Contaminants present in cocoa (THEOBROMA CACAO L.) Beans and products worldwide, a review
DOI:
https://doi.org/10.5377/elhigo.v12i2.15209Keywords:
food, chocolate, safety, heavy metals, mycotoxins, food safetyAbstract
The World Health Organization [WHO] has expressed concern about the presence of contaminants in cocoa beans and products, among which heavy metals and mycotoxins stand out. Due to its dangerous attributes for human health, appropriate preventive and interventional measures are required. Therefore, the objective of this document is to synthesize the latest relevant publications of the contaminants present in cocoa beans and products worldwide. For this purpose, a systematic review was carried out using the databases of the National University of Colombia through a bibliometric analysis with two search components in English from 2012 to 2022 broken down into heavy metals and mycotoxins in cocoa. Additionally, the latest databases (2002 to 2016) of the collaborative platform for food safety [FOSCOLLAB] of the WHO are downloaded and analyzed.

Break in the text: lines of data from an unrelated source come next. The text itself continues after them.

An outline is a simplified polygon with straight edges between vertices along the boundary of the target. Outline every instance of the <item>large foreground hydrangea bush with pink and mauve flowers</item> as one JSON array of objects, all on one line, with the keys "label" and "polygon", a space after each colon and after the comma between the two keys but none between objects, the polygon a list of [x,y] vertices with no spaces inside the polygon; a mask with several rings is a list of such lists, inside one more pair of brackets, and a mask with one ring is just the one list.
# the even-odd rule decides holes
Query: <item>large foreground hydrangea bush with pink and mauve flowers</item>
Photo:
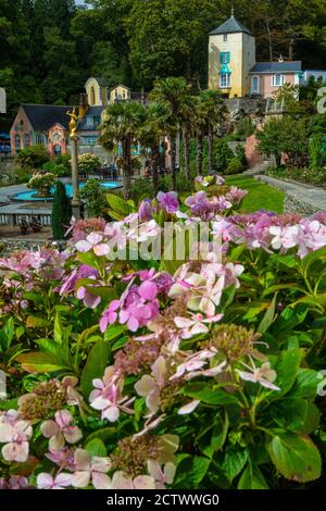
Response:
[{"label": "large foreground hydrangea bush with pink and mauve flowers", "polygon": [[[0,487],[322,484],[326,214],[242,214],[244,195],[112,195],[64,252],[0,261]],[[165,221],[209,221],[205,256],[112,257]]]}]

The main research on cocoa contaminants was presented in Brazil with multiple contributions and at a global level, highlighting the manuscripts of cadmium [Cd], lead [Pb], arsenic [As], mercury [Hg], aflatoxins [AFs] and ochratoxin A [ OTA]. The analysis of the WHO databases allows highlighting that the contaminants present in cocoa products are of great importance in the quality and consumption of the food, Cd was found as one of the main contaminants in the product and the presence of Pb in the European region, as well as an increase in the consumption of the product by 2030, which generates a significant gap in research for the reduction of contaminants in cocoa.